Why GPU output throughput, not raw FLOPS?

Because LLM serving is output-token-bound — 80-95% of GPU time is generating output tokens, with input prefill an order of magnitude faster. The dominant cost driver is tokens-per-second sustained throughput, which is what the GPU options list shows. FLOPS and memory bandwidth matter only as far as they predict that throughput number, which we've measured against published vLLM / TensorRT-LLM benchmarks for Llama 3.3 70B int4.

What model is the throughput tuned for?

Llama 3.3 70B int4-quantised — the most common open-source production deployment in 2026. Smaller models run faster: 7B-13B at 5-10× throughput on the same GPU; 30B at ~2×. Larger MoE models (Mixtral 8×22B, Llama 4 dense 405B) run at ~half throughput. To model a different size, multiply the GPU's listed throughput by the appropriate factor before reading the result.

Why does utilisation matter so much?

Because rental is 24×7 billing. If you rent an H100 to serve 200 queries/day at peak, and those 200 queries take 30 minutes of compute, you still pay for 23.5 idle hours. Utilisation = compute-time-needed / rented-time. Realistic production SaaS runs 40-70%; consumer-scale workloads with global traffic can reach 80-90%. Below 30%, you're better off on serverless GPU (Modal, Replicate) which bills per-second.

Does this account for serverless GPU pricing?

Indirectly — the calculator assumes always-on rented hardware. For workloads with utilisation < 30%, switch to serverless GPU and use the per-second rate (Modal: ~$0.000694/sec on H100 ≈ $2.50/h equivalent at 100% utilisation, but billed only when serving).
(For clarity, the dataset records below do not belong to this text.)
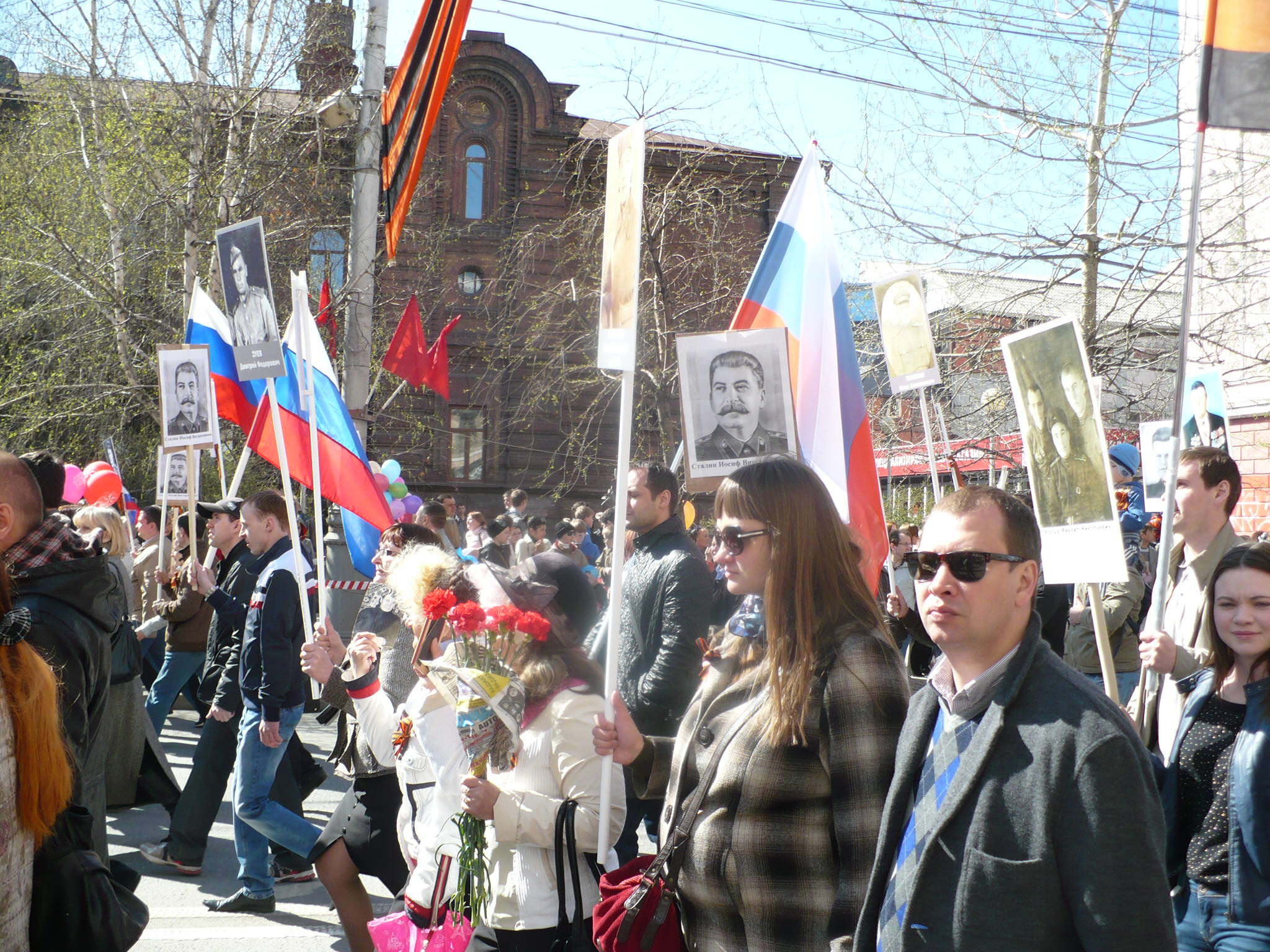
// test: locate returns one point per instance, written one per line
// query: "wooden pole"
(1103, 639)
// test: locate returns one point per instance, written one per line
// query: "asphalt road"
(178, 920)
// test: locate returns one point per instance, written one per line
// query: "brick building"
(506, 230)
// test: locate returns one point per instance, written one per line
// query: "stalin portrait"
(737, 398)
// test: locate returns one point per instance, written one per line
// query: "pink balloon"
(75, 483)
(104, 488)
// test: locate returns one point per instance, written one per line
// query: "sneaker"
(285, 874)
(158, 855)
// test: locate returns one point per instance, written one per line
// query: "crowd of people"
(826, 757)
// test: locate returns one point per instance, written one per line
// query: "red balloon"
(103, 488)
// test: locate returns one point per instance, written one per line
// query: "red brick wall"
(1250, 446)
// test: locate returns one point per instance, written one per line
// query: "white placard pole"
(930, 447)
(301, 575)
(615, 599)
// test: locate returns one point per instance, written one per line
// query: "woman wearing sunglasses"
(780, 856)
(1215, 791)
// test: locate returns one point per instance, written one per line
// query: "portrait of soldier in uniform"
(737, 398)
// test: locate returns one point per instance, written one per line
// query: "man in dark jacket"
(75, 607)
(1023, 813)
(666, 607)
(273, 694)
(214, 758)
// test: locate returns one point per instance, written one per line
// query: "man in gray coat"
(1023, 814)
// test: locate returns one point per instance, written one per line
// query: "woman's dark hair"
(813, 589)
(1256, 557)
(407, 534)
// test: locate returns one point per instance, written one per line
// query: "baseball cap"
(231, 507)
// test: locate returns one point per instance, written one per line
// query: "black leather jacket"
(666, 607)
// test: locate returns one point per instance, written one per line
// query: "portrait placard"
(1066, 454)
(187, 397)
(178, 471)
(244, 268)
(619, 276)
(737, 399)
(1204, 410)
(1153, 442)
(906, 333)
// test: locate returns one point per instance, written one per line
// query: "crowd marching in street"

The calculator math undercounts your cost in that case; flip the GPU type's hourly rate to the equivalent and set utilisation to 100%.

What's a realistic setup cost?

Bare-minimum DIY (one engineer, one weekend, vLLM + Lambda + a script): $1-3k engineer time. Production-grade with high-availability, load balancing, monitoring, on-call rotation, weight versioning: $5k-20k+ for the initial build, $1-3k/month ongoing ops. The setup-cost input captures only the one-time piece; the engineer time for ongoing ops is NOT in the calculator (it's roughly $1k-2k/month if you split a 0.1 FTE).

Why does the API side beat GPU rental at low volume?

Because the API has no fixed cost — every query is variable. GPU rental has both a setup-amortised fixed cost AND a serving cost. At low volume, the fixed cost dominates and the API's variable rate (which is set high enough to be profitable for the provider) still beats your low-utilisation GPU. The break-even queries/day in the result tells you exactly when GPU rental flips to win.

Why does GPU rental beat API at high volume?

Because OpenAI / Anthropic build a profit margin into per-token pricing. At sufficient volume, you can match or beat that margin by cutting out the middleman. Typical break-even on Llama 3.3 70B vs GPT-4o-mini lands somewhere in the 200k-2M queries/day range depending on your input/output ratio. Your calculation surfaces the exact number.

What about quality difference between Llama and GPT-4o?

Real and material — current open-source 70B models trail frontier hosted models by 5-15% on standardised agent benchmarks (SWE-Bench, GAIA, HumanEval). For high-leverage tasks (complex agents, long-form reasoning) the quality gap can outweigh cost savings; for narrow tasks (classification, extraction, light formatting) it's negligible. The calculator gives you the cost; the quality call is yours.

Does this work for fine-tuning workloads?

Partially — the GPU side estimates inference cost. For training/fine-tune, use the Fine-tune vs RAG calculator alongside this one (training cost happens once; inference cost recurs forever). The decision usually splits: fine-tune on rented A100s, then either (a) keep serving on the same A100 for high volume, or (b) migrate to a hosted endpoint for low/medium volume.

What about Mac-Studio / consumer-GPU self-host?

Out of scope — the calculator targets data-center GPUs (Lambda / Modal / Runpod / AWS / GCP). M3 Ultra Mac Studio runs Llama 3.3 70B at 4-bit at ~8-12 tok/s on a $4k machine; amortised over 36 months that's $111/month + electricity. Useful for dev / niche personal use but not production-scale serving. For consumer-grade pricing math, treat it as a 0.6× A10G with no rental cost.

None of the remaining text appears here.